Jørgen Randers, dont nous avions apprécié le livre « 2052 – A Global Forecast », a sans doute surestimé la valeur des « fjords » luxembourgeois et mal interprété le terme de « tourisme à la pompe ». Mais il a aussi exhorté le grand-duché à devenir un « role model », un exemple pour les autres. En effet, a-t-il argumenté a contrario, si un pays riche comme le Luxembourg n’est pas capable de se passer des énergies fossiles, comment pourrait-on l’exiger des autres ? L’objectif du « role model » est partagé par le CSDD, qui écrivait la semaine d’avant qu’il fallait « faire du Luxembourg un exemple de la transition écologique et d’une société responsable, ambitieuse et solidaire en interne, vis-à-vis des autres pays, de leurs citoyens et des prochaines générations ».

Exemplaire et responsable

Notons tout de même qu’en se concentrant sur « la mise en œuvre de modes de consommation différents », le CSDD néglige certaines responsabilités politiques auxquelles le Luxembourg ne peut échapper s’il veut servir d’exemple. Tout d’abord, son industrie financière, qui est certes « exportatrice », mais dont l’impact global est considérable et, en attendant des réglementations strictes, néfaste pour l’environnement. Le sujet est thématisé depuis plusieurs années par Greenpeace, mais, au-delà du greenwashing institutionnalisé, souffre d’une faible visibilité. En effet, en ne considérant que l’impact local, une banque est préférable à une fabrique de yaourt, et la plus verte des entreprises est celle qui tient dans une boîte aux lettres.

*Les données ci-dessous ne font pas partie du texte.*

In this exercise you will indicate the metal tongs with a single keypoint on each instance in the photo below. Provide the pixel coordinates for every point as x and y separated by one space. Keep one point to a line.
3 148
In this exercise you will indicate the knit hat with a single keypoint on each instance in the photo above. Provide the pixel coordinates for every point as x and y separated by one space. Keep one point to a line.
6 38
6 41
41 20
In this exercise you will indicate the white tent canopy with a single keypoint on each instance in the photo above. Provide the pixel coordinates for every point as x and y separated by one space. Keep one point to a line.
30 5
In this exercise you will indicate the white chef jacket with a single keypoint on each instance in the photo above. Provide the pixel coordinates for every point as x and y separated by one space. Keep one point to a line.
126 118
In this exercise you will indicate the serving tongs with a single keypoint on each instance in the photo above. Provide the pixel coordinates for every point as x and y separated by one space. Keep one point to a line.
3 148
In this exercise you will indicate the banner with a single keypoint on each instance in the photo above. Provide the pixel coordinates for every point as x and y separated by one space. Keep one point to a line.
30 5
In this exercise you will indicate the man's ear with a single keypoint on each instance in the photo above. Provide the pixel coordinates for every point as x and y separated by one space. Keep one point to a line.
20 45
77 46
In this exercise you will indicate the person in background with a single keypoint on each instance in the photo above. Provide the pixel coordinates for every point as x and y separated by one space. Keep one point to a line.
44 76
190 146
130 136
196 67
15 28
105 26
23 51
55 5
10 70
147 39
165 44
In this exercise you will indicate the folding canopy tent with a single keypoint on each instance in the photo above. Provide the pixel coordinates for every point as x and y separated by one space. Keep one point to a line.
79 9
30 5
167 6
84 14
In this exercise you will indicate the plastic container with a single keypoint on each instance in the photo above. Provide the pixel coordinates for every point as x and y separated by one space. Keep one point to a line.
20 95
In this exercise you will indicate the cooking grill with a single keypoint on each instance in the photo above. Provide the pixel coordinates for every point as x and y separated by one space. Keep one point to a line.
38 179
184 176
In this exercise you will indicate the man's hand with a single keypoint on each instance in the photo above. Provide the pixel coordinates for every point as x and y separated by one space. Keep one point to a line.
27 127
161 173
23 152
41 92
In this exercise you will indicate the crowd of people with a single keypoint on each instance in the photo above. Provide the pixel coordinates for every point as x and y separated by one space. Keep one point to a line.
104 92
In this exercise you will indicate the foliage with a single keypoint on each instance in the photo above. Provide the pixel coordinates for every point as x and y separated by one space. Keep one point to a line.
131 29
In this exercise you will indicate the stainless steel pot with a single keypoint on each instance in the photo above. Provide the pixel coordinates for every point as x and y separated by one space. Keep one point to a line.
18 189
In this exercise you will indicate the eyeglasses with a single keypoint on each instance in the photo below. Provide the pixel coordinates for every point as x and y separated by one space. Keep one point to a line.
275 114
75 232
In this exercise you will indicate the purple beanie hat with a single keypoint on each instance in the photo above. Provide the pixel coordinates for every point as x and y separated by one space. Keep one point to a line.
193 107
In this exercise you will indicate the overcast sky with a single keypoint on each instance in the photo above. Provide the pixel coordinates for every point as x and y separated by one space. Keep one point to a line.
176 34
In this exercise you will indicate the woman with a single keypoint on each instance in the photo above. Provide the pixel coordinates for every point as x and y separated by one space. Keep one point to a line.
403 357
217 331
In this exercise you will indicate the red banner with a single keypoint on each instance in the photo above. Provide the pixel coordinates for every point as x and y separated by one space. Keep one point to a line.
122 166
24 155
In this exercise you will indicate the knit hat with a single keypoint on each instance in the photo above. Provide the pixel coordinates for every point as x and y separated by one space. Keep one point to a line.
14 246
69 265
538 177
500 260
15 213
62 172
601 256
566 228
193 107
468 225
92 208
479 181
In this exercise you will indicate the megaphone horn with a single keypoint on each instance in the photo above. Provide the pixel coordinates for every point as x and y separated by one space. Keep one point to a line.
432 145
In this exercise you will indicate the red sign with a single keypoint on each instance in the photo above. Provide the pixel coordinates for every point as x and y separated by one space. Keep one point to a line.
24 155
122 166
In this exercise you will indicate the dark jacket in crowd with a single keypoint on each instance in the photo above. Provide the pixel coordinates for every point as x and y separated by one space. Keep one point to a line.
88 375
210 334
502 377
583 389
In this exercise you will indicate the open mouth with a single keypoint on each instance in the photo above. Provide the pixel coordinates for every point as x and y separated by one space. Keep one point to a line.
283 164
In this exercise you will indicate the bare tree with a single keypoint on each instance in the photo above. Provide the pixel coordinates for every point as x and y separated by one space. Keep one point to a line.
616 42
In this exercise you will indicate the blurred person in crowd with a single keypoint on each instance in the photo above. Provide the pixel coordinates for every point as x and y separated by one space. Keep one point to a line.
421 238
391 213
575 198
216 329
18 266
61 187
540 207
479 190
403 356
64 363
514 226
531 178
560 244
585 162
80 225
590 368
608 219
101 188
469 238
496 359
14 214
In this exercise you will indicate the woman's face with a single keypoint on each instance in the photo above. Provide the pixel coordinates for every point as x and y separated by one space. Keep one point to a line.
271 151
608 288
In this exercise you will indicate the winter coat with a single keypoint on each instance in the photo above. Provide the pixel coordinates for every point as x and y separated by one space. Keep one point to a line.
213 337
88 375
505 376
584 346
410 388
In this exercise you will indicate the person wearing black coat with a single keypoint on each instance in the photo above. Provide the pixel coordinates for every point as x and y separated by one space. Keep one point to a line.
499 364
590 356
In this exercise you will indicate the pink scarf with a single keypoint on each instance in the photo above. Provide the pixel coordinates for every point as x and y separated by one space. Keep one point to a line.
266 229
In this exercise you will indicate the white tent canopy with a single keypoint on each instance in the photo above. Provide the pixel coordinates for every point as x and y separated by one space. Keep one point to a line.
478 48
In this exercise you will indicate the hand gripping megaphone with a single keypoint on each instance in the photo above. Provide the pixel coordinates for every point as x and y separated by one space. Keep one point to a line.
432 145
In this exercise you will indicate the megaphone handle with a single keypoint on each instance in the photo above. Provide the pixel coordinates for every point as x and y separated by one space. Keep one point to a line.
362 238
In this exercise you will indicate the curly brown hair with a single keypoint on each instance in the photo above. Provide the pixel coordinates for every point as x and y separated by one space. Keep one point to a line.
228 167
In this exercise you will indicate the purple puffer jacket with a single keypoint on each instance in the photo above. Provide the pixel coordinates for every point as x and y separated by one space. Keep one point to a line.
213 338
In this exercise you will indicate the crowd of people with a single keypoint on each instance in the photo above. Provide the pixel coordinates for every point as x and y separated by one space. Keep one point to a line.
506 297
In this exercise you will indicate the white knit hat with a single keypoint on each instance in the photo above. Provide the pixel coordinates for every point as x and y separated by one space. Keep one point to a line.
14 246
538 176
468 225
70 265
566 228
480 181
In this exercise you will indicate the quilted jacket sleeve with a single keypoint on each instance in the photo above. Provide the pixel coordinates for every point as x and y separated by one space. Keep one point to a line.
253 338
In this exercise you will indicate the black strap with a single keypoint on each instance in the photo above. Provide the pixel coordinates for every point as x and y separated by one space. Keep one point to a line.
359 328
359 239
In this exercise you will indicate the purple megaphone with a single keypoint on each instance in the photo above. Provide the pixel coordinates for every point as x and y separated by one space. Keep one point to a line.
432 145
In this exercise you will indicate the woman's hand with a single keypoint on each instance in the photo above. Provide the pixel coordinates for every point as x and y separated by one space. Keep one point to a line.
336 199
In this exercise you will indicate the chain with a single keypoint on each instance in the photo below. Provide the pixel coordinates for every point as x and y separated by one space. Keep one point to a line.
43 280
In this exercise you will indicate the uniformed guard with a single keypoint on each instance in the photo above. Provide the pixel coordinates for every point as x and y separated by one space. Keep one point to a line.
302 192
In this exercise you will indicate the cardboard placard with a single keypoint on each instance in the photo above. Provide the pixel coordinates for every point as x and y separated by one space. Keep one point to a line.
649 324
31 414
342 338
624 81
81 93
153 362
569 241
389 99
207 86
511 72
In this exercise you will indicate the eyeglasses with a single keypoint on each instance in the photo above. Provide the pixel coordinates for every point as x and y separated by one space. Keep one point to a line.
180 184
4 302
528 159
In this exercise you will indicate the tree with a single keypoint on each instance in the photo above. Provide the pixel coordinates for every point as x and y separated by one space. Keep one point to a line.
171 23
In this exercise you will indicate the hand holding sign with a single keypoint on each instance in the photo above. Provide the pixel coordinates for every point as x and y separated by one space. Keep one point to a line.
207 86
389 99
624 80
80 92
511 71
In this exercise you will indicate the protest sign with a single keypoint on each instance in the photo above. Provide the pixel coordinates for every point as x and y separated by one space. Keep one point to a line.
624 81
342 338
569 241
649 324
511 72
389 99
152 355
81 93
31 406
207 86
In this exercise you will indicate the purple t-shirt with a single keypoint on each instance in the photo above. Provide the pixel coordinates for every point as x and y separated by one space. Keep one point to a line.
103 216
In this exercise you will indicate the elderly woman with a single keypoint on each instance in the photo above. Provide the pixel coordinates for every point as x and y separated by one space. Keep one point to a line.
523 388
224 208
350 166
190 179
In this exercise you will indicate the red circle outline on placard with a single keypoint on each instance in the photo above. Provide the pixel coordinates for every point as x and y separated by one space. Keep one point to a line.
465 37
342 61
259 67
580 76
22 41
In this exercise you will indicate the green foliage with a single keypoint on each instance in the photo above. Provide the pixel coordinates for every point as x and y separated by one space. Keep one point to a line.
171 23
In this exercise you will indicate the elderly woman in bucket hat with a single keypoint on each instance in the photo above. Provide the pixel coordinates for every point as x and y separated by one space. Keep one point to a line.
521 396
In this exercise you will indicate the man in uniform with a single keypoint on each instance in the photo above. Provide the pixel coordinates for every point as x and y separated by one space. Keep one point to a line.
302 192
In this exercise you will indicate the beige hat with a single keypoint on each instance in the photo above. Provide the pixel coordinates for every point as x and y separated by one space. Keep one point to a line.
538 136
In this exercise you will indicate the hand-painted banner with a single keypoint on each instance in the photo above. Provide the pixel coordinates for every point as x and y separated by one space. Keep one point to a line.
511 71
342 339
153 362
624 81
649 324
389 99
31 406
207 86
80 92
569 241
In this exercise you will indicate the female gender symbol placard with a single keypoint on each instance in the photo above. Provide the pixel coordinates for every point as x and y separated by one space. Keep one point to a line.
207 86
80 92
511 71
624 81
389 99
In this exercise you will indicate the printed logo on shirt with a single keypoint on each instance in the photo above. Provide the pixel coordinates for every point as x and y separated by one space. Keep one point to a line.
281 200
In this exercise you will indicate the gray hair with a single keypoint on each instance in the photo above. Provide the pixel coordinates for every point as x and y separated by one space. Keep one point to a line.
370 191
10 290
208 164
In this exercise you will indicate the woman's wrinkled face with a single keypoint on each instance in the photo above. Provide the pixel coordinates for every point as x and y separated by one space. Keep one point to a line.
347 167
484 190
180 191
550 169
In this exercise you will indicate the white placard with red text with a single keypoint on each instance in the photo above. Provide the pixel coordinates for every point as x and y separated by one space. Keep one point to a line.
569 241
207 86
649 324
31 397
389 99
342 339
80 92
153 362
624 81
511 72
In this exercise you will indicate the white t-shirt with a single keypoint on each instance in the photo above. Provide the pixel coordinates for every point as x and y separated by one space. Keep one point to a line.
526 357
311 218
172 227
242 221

Autre responsabilité rappelée par Greenpeace, celle de la mobilité de la main-d’œuvre frontalière. Certes, son empreinte n’est pas strictement imputable au Luxembourg. Mais des politiques telles que le dumping des carburants et le retard en matière d’infrastructures ferroviaires, voire l’abandon de l’idée d’en faire des résident-es génèrent des comportements anti-écologiques souvent sans alternatives. Enfin, les pays sont coresponsables des conditions dans lesquelles des biens et services consommés ailleurs sont produits. Cela vaut pour la Chine, de laquelle on exige à juste titre d’améliorer ses standards environnementaux et sociaux. Mais cela devrait aussi inspirer la politique industrielle luxembourgeoise. Après tout, une fabrique ou un data center installé ici et respectant des standards élevés aura certes un impact local négatif, mais contribuera à réduire l’empreinte écologique de l’humanité dans son ensemble.